SRP teaches call center representatives to deal with the whole person and that person’s circumstances, not just the problem at hand. Mendonca offered this example: A customer calls needing more time to pay a bill. The rep who answers that call might review the account to see if the customer is late every month. “Maybe their due date would be better suited for a different time, and the rep could offer to move it,” he said. “Or maybe the customer struggles to pay each month, and they may be eligible for our economy price plan, which is a discount for limited-income individuals.”
If the rep hears about some life event that had an impact on finances, that rep might refer the customer to the utility’s credit counseling group, which could connect the customer to community resources that can help get the bills paid.
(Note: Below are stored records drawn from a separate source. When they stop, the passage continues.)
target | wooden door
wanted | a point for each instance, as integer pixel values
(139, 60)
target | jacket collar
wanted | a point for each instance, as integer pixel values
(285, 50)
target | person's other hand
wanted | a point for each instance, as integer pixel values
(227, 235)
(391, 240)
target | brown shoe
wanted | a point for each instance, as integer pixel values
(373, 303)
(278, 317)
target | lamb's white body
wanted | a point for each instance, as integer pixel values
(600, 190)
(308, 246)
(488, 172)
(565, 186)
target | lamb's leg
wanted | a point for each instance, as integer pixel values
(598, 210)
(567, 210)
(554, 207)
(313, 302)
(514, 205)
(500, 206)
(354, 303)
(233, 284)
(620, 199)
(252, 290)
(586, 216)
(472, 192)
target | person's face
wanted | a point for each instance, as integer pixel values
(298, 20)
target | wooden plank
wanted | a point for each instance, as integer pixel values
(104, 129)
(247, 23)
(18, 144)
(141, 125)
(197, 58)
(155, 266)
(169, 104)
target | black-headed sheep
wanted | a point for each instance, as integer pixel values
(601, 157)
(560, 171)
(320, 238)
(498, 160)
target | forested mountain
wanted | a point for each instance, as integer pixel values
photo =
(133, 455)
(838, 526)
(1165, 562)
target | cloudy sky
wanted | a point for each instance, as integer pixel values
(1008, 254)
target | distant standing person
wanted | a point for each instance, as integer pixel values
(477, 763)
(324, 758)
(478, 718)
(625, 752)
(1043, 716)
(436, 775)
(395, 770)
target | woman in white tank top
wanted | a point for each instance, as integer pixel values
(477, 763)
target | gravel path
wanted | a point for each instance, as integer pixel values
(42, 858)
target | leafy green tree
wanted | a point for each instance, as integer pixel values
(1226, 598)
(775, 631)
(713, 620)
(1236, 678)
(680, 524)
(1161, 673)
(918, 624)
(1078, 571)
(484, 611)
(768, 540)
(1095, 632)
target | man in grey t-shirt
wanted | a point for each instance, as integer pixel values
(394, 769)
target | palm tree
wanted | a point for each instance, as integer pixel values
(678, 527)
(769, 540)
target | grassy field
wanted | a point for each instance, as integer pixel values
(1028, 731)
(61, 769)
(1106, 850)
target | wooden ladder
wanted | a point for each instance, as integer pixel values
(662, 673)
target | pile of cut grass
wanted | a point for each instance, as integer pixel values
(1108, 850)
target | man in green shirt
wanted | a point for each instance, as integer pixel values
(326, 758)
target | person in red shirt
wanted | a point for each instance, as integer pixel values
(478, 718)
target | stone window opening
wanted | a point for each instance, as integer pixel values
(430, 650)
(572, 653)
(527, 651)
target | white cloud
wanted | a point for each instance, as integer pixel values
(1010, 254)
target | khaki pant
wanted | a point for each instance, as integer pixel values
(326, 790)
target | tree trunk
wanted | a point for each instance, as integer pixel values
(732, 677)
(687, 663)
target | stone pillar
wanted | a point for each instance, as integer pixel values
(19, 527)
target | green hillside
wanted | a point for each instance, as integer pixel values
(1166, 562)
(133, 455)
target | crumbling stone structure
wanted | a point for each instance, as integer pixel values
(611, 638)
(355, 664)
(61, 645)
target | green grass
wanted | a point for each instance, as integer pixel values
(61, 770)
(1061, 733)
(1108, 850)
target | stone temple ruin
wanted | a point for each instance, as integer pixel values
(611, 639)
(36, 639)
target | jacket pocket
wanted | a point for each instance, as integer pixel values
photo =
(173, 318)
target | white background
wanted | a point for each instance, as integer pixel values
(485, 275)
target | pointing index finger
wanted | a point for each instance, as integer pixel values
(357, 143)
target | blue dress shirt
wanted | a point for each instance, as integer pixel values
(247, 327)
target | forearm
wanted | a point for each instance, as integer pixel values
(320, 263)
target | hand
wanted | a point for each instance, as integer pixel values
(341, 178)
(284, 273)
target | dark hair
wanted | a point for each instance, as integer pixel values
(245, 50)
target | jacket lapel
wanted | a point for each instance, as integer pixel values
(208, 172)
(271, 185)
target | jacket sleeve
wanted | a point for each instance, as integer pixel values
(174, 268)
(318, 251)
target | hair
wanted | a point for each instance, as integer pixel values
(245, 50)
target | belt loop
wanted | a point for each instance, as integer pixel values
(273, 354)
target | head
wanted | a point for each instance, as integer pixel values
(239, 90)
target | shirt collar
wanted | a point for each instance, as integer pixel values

The goal is to go beyond saying, “Yes, you can have two extra weeks to pay your bill,” and help customers in a more significant and meaningful way.
Along with being well trained, agents at utilities known for customer service have authority. “We’ve moved to empower our agents to make more decisions outside of policy,” said Mendonca. “It might be waiving a fee in response to a unique scenario or giving a customer a credit on their bill” after a negative experience or inconvenience. Mendonca said this empowerment helps improve the utility’s first-contact issue resolution numbers.
Another point of empowerment SRP has made comes through an online purchasing arrangement with Hallmark. When a representative hears about some important life event, such as the birth of a child, the loss of a loved one, or deployment to military service, he or she can prompt the utility to send an appropriate card expressing congratulations on the new baby, sympathy for the loss, or gratitude for service to the country.
A digital-first mindset
Research conducted by American Express found that more than 60% of Americans prefer to solve their basic customer service issues through a self-service site or app. Not surprisingly, SMUD, SRP, and OPPD use robust self-help portals and offer plenty of online options for self-service.
OPPD has some soft-touch technology, too. “After completing certain phone and online transactions, we send them a confirmation so that they’re assured things are all set up,” said Johnston. “People are busy, so any kind of reminder to prevent them having to call back or reach out to us again is helpful.”
“We are constantly re-evaluating all our digital platforms,” said SRP’s Lopez, who said evaluations focus on whether the platforms are meeting customer needs.
SMUD takes similar steps and has found that about 30% of customers tend to interact and transact online or via apps. That’s why the utility has a “digital first” strategy to meet that group, its largest customer segment.
“Over the past year or two, we’ve rolled out a laundry list of digital enhancements,” said Bolden. These include email or text alerts that signal when an outage is underway or the customer is approaching a cost threshold, and mid-bill estimates to help customers stay on track with budgeting. It also includes auto-reconnect, which allows customers to go online to pay a delinquent bill and be reconnected immediately.
Nifty digital tools help but, in the end, excellent customer service boils down to how the people who sell treat the people who buy from them.
“It all comes down to culture,” said Lopez. He added that great customer service isn’t just something employees deliver; it’s part of who they are. “It’s in our DNA,” he said.